The pilot episode attempts to showcase the less nuanced humor which has always been missing from Star Trek TV shows of the past. Notably, as the audience, we even get a nod which nearly breaks the third wall when a scientist is being rescued and is instructed to stay behind Alara for safety. His response? “Which one’s Alara? … Sorry, still learning names.” The rest of the comedy fell nearly as flat as the Enterprise D’s saucer section in Generations, however, and it left me wanting to be in stasis because my expectations from the trailer were higher.
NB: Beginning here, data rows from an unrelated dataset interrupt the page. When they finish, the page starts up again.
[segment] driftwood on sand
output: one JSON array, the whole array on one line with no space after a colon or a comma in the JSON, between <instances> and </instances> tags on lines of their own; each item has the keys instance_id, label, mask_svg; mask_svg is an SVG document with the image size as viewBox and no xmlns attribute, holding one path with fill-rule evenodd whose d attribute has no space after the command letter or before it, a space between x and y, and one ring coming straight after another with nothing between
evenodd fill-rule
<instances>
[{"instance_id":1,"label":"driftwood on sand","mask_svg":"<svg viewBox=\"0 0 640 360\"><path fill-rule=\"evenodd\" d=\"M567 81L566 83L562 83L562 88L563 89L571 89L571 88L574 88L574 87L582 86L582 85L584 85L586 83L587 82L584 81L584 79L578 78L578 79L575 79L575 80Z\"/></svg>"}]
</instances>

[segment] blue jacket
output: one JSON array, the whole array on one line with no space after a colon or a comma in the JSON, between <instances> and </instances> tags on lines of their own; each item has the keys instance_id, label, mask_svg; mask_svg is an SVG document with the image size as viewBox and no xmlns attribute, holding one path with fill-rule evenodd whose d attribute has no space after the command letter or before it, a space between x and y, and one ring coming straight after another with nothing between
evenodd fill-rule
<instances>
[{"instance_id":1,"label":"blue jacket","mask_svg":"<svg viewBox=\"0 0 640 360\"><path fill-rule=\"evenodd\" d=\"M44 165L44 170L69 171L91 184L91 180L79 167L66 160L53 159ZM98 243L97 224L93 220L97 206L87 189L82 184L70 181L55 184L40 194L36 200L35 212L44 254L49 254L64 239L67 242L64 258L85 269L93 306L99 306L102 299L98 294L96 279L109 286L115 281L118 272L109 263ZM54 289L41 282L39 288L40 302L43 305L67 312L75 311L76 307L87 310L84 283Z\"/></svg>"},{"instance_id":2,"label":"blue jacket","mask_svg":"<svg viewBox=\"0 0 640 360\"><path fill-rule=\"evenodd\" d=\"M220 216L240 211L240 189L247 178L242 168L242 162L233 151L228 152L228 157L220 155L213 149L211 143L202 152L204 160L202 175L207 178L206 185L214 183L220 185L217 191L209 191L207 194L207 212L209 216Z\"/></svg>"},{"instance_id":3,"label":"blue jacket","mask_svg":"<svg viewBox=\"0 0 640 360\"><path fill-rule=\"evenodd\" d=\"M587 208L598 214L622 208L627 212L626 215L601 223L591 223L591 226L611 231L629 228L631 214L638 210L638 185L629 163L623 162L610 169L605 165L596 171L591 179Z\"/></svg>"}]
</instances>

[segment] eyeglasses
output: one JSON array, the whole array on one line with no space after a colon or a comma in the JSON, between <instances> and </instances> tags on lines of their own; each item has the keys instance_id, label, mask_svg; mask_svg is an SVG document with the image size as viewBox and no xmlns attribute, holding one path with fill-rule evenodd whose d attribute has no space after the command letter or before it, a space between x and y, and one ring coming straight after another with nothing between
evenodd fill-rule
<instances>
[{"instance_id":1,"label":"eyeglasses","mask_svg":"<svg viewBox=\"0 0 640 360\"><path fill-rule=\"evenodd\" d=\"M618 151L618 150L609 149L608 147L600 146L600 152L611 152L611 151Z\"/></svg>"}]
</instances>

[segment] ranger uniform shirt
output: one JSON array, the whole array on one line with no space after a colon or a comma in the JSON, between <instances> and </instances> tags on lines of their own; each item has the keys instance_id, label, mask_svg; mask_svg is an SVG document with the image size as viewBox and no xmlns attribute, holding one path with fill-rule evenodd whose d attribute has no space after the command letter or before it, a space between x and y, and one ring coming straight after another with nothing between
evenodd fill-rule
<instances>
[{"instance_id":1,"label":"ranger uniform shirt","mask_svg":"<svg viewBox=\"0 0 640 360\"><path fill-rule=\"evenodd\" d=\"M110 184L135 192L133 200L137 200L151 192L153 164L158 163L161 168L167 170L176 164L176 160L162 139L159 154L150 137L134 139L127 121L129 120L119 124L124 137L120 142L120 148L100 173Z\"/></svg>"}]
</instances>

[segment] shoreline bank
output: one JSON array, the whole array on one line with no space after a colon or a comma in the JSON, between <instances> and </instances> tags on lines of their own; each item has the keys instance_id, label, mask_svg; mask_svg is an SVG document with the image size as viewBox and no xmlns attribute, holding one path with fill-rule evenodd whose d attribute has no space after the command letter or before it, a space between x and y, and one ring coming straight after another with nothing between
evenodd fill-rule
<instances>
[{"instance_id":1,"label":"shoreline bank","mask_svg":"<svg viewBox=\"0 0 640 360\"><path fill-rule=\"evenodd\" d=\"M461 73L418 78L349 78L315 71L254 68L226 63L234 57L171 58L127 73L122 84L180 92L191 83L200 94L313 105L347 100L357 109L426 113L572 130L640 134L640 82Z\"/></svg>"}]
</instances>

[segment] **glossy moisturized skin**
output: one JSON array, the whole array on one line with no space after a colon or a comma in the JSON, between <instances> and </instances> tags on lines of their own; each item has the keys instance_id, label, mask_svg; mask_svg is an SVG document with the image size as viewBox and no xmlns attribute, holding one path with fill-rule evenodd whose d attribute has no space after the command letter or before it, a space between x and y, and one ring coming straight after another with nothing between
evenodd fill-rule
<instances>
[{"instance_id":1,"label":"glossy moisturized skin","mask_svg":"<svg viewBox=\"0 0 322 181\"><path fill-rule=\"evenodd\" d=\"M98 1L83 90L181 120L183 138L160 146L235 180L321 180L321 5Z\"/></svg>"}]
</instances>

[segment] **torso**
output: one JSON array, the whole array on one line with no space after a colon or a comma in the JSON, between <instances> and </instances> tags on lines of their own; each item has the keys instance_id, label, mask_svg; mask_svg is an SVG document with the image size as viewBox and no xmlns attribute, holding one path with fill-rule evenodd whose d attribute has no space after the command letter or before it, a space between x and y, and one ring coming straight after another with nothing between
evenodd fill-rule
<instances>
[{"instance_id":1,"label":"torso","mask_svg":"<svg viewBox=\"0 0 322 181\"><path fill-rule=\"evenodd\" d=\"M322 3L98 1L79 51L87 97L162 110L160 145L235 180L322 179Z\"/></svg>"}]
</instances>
Much like Hollywood movie trailers, it would appear that The Orville’s trailer showed us nearly all the best scenes from the pilot.

Overall, contrary to my apparent tone throughout this review, I was not as disappointed as I expected to be, so I will beam down for the next two episodes, if only to verify that these ships do not actually have transporter technology. Thus far, while the CG is done quite adequately for a TV show of this nature--possibly even too good for a comedy--the characters seem as bland as Plomeek soup and are not presenting themselves as having a strong rapport, but this could easily change as we get to know them better. One episode isn't nearly enough time to fully judge the actors or the writing. Still, should the storylines remain as weak as the pilot’s, the only thing The Orville will have going for it is some Star Trek nostalgia, mixed in with… penis jokes. Then again, that could be precisely what Seth and his fanbase desire and who am I to judge? Star Trek fans, on the other hand, may not feel quite at ease with this series, but if you allow the MacFarlane mind-meld to take effect, you just might enjoy the trek.